Tag: devil in the details

  • The AI Megapixel Wars – Benchmarks vs Practical Utility

    soundtrack by Jason Sanders

    The non-stop progression of Generative AI benchmarks over the past year has been both exciting and exhausting to follow. While big leaps in capabilities make for great headlines, I’m finding myself getting more skeptical about how much these improvements actually matter for everyday users. When I see reports about the latest model achieving better performance on some arcane academic test, I can’t help but think of my personal experiences where advanced models struggled with tasks like mastering CSS styling consistency, or ran themselves in circles trying to fix unit tests.

    At times this disconnect between benchmark performance and practical utility feels like a repeat of the Great Digital Camera Megapixel Wars. More megapixels didn’t automatically translate to better photos, and I suspect that higher MMLU scores don’t always mean that a model will be more helpful for common tasks.

    That said, there are cases where cutting-edge models can obviously shine – like complex code refactoring projects or handling nuanced technical discussions that require deep ‘understanding’ across multiple domains. The key is matching the tool to the task: I wouldn’t use a simpler model to help architect a distributed system, but I also wouldn’t pay premium rates to use GPT-o1 for basic text summarization.

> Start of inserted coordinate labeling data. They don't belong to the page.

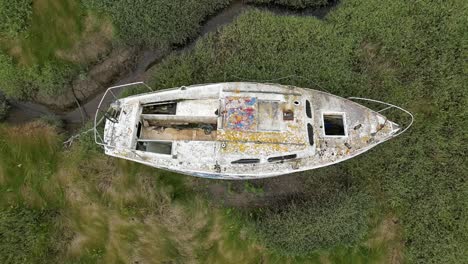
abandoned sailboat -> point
(240, 130)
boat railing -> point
(388, 107)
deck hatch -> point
(282, 158)
(333, 124)
(269, 116)
(158, 147)
(310, 134)
(160, 108)
(308, 109)
(246, 161)
(240, 113)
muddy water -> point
(22, 112)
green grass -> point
(29, 157)
(157, 23)
(409, 54)
(116, 211)
(25, 235)
(35, 36)
(298, 4)
(15, 17)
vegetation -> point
(405, 200)
(4, 107)
(404, 53)
(160, 22)
(84, 207)
(25, 235)
(38, 40)
(298, 4)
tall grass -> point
(35, 35)
(113, 211)
(298, 4)
(29, 160)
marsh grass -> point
(99, 209)
(29, 160)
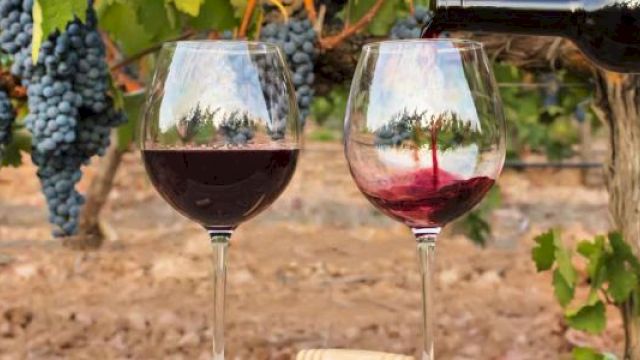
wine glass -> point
(220, 138)
(424, 139)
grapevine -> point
(411, 26)
(70, 111)
(7, 116)
(299, 42)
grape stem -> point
(331, 42)
(311, 11)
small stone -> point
(189, 339)
(26, 271)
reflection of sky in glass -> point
(461, 162)
(215, 79)
(419, 78)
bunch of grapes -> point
(7, 116)
(71, 112)
(411, 26)
(298, 40)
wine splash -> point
(422, 199)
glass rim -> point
(223, 46)
(460, 44)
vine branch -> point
(133, 58)
(331, 42)
(311, 11)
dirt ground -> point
(321, 268)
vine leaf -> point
(596, 255)
(156, 18)
(190, 7)
(582, 353)
(239, 6)
(544, 253)
(133, 104)
(52, 15)
(120, 21)
(589, 318)
(215, 14)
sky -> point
(207, 77)
(416, 78)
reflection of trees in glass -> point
(237, 128)
(190, 124)
(446, 129)
(198, 126)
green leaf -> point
(596, 255)
(589, 318)
(121, 22)
(544, 253)
(384, 19)
(563, 259)
(215, 15)
(154, 16)
(133, 103)
(239, 6)
(581, 353)
(563, 290)
(190, 7)
(621, 280)
(52, 15)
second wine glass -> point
(424, 139)
(220, 140)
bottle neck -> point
(528, 17)
(535, 5)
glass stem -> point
(220, 246)
(427, 255)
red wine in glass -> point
(424, 139)
(220, 188)
(420, 199)
(607, 31)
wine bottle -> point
(606, 31)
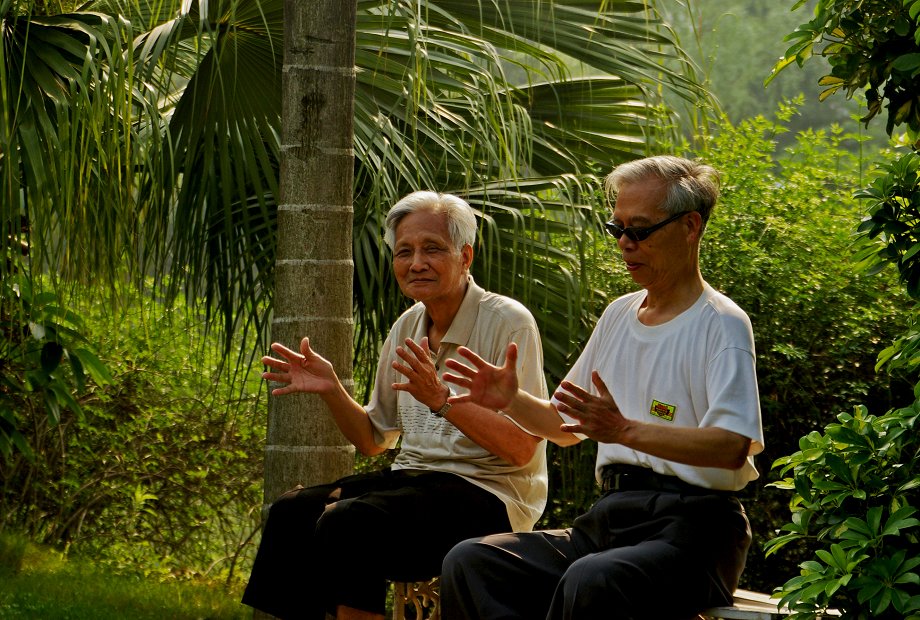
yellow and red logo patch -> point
(663, 410)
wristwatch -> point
(440, 413)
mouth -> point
(631, 266)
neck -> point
(661, 306)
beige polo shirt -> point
(486, 323)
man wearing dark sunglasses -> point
(667, 387)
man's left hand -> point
(598, 415)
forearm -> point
(352, 420)
(494, 432)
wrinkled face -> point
(668, 253)
(427, 265)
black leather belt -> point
(620, 477)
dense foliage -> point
(854, 486)
(776, 244)
(150, 463)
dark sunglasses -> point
(639, 234)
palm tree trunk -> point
(313, 272)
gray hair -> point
(691, 186)
(461, 221)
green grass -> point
(37, 583)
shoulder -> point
(726, 314)
(409, 318)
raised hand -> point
(598, 415)
(489, 386)
(422, 380)
(300, 372)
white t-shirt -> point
(486, 323)
(696, 370)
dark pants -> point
(655, 555)
(337, 544)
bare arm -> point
(309, 372)
(600, 418)
(493, 432)
(496, 388)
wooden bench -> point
(747, 605)
(424, 598)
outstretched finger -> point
(462, 381)
(402, 369)
(477, 361)
(277, 377)
(275, 364)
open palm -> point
(306, 371)
(489, 386)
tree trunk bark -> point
(314, 267)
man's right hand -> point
(300, 372)
(493, 387)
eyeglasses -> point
(639, 234)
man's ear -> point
(466, 255)
(695, 225)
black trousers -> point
(651, 555)
(337, 544)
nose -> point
(419, 261)
(624, 243)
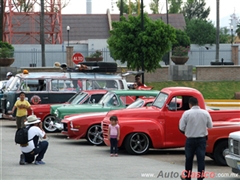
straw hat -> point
(32, 119)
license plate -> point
(238, 165)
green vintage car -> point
(116, 99)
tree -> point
(200, 31)
(127, 41)
(175, 6)
(238, 30)
(195, 9)
(154, 6)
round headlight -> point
(8, 104)
(56, 113)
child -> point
(22, 106)
(113, 135)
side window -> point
(95, 98)
(179, 103)
(29, 85)
(63, 85)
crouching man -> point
(34, 147)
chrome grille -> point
(236, 147)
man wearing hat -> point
(34, 147)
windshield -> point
(15, 84)
(78, 98)
(109, 99)
(138, 103)
(160, 100)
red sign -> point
(77, 58)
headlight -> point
(56, 113)
(8, 104)
(230, 145)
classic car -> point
(115, 99)
(88, 125)
(162, 121)
(232, 154)
(42, 111)
(57, 87)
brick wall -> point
(218, 73)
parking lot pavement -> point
(76, 159)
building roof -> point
(82, 26)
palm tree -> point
(238, 30)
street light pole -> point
(68, 29)
(231, 34)
(142, 27)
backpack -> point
(21, 136)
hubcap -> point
(94, 135)
(139, 143)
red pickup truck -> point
(157, 126)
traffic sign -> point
(77, 58)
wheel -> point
(218, 153)
(137, 143)
(48, 124)
(95, 135)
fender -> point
(151, 127)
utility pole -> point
(1, 20)
(217, 31)
(142, 27)
(42, 39)
(121, 9)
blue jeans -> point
(113, 148)
(192, 146)
(40, 150)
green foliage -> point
(6, 50)
(154, 6)
(195, 9)
(128, 42)
(180, 51)
(200, 31)
(210, 90)
(182, 39)
(175, 6)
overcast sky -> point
(227, 7)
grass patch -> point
(210, 90)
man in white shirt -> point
(194, 124)
(34, 147)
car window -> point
(160, 100)
(63, 85)
(79, 98)
(95, 98)
(32, 85)
(138, 103)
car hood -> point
(138, 113)
(81, 108)
(84, 116)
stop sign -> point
(77, 58)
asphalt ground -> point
(75, 159)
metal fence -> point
(32, 57)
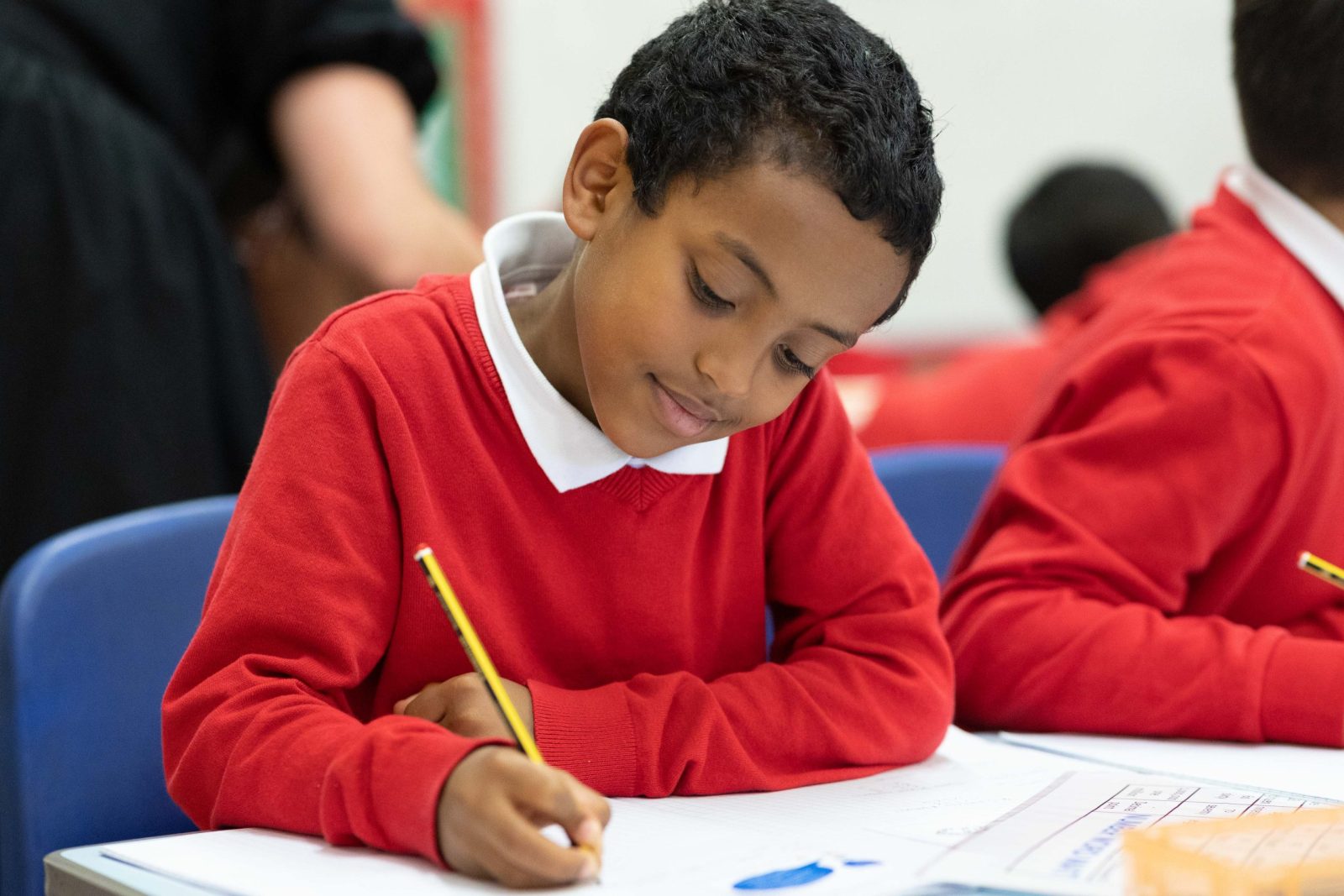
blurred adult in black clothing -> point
(132, 136)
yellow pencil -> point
(476, 652)
(1320, 569)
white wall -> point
(1015, 85)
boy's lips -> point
(682, 414)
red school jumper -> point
(633, 607)
(1135, 569)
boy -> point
(1135, 567)
(612, 437)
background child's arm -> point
(261, 718)
(862, 680)
(1062, 617)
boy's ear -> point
(596, 170)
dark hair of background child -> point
(1075, 217)
(1290, 83)
(797, 82)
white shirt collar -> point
(1315, 242)
(571, 452)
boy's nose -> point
(730, 372)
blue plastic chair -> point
(92, 625)
(938, 490)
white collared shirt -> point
(1315, 242)
(530, 250)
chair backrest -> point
(92, 626)
(937, 490)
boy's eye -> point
(707, 296)
(790, 363)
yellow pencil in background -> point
(1320, 569)
(476, 652)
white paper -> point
(1316, 772)
(1066, 840)
(855, 837)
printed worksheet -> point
(1066, 839)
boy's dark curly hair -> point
(797, 82)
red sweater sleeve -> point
(860, 680)
(1070, 606)
(262, 719)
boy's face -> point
(709, 317)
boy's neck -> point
(1332, 210)
(546, 325)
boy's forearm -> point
(1055, 660)
(824, 715)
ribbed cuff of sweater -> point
(1304, 692)
(405, 781)
(589, 734)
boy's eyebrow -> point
(743, 254)
(844, 338)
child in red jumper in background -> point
(1135, 567)
(618, 439)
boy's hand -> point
(464, 705)
(490, 813)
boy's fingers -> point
(517, 855)
(429, 703)
(582, 812)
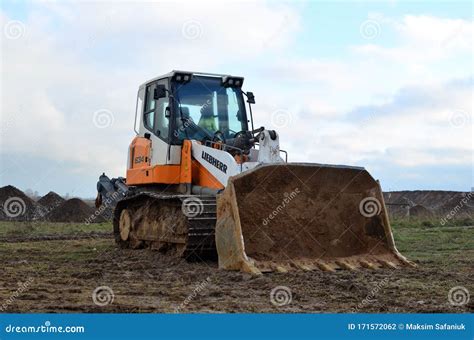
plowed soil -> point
(61, 276)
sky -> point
(384, 85)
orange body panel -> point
(140, 149)
(204, 178)
(189, 171)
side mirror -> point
(160, 92)
(250, 98)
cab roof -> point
(172, 73)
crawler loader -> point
(203, 181)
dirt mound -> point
(51, 200)
(73, 210)
(420, 211)
(16, 206)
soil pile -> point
(51, 200)
(420, 211)
(16, 206)
(73, 210)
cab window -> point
(155, 114)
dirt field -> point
(50, 267)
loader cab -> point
(207, 107)
(180, 106)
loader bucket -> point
(288, 216)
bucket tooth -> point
(324, 266)
(280, 269)
(367, 264)
(388, 264)
(301, 265)
(345, 265)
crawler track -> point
(179, 224)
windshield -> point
(207, 107)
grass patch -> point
(430, 241)
(50, 228)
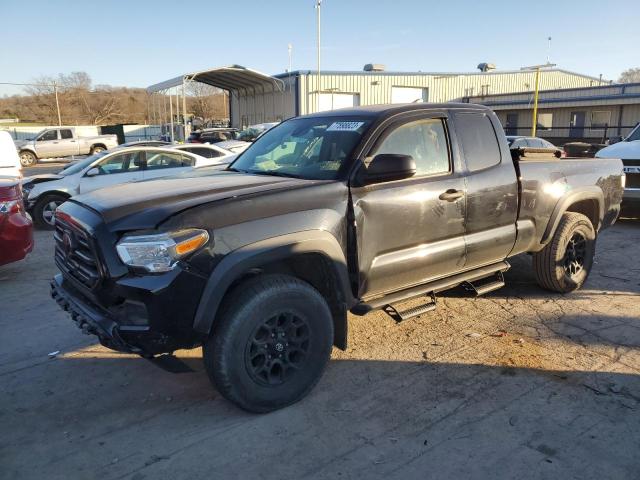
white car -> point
(44, 193)
(234, 146)
(215, 154)
(9, 161)
(628, 150)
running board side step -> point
(367, 305)
(400, 316)
(481, 289)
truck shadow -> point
(403, 414)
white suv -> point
(44, 193)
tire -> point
(44, 208)
(254, 369)
(96, 149)
(563, 265)
(28, 158)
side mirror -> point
(387, 167)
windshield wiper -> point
(272, 173)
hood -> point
(622, 150)
(44, 177)
(145, 204)
(21, 143)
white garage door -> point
(408, 94)
(331, 101)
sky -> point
(137, 43)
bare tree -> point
(80, 102)
(631, 75)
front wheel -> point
(271, 343)
(563, 265)
(44, 210)
(27, 158)
(96, 149)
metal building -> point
(304, 92)
(590, 114)
(255, 97)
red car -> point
(16, 228)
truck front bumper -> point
(94, 320)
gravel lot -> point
(518, 384)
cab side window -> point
(50, 135)
(425, 140)
(478, 139)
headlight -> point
(10, 206)
(159, 253)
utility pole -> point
(549, 50)
(318, 4)
(534, 119)
(55, 91)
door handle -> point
(451, 195)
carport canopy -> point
(231, 78)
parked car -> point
(216, 154)
(582, 149)
(533, 146)
(9, 161)
(252, 132)
(144, 143)
(44, 193)
(349, 210)
(16, 228)
(62, 142)
(212, 135)
(235, 146)
(629, 151)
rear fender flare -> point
(585, 193)
(237, 263)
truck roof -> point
(383, 110)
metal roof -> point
(435, 74)
(232, 78)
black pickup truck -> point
(343, 211)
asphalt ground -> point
(520, 383)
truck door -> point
(113, 170)
(492, 189)
(47, 144)
(68, 144)
(411, 231)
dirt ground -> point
(518, 384)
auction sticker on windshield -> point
(344, 126)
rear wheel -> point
(43, 212)
(563, 265)
(271, 343)
(27, 158)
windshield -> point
(311, 148)
(81, 164)
(634, 135)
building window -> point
(545, 121)
(600, 119)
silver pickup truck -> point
(61, 142)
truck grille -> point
(74, 254)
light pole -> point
(318, 4)
(290, 48)
(534, 119)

    Maybe instead of fixating on universal benchmarks, we need more personal metrics that reflect our very specific definitions of real-world usability. For example, how many attempts does it take to write a working Tabletop Simulator script so I can play a custom Magic: the Gathering game format? How well does the model maintain the most relevant context in longer conversations about building out my Pathfinder tabletop RPG character? I doubt that OpenAI researchers are focusing on benchmarks specific to these problems. (Side note: I think its interesting that while embellishing this blog post, Claude suggested I should avoid using examples that are ‘too niche.’ ‘Niche’ is real life. We are all a niche of one.)

    I’d also hypothesize that a skilled verbal communicator working with an older model often outperforms an unfocused prompter using the latest frontier model, just like a pro with an old iPhone will still take better pictures than an amateur with the newest professional-grade digital camera. If this hypothesis is true, it suggests we should focus more on developing our own reasoning and communication skills, and choosing the right tool for each specific need, rather than chasing the latest breakthroughs.

    The most practical benchmark for your own everyday use can be as simple as keeping notes about using different models for your real-world tasks. For example, this post was largely written using Claude 3.5 Sonnet v2 using a custom project, because I consistently prefer the style and tone I get from Claude using this method. Then I asked GPT-o1 to give technical feedback, because I prefer to use o1 as the ‘critic’ rather than the ‘creator.’ My own unscientific personal testing has revealed that while frontier models do often impress me with their ‘reasoning’ abilities, they’re not always the best fit for every step in every task. And as this technology continues to evolve, finding a balance between capability and practicality will become increasingly important for anyone just trying to get things done.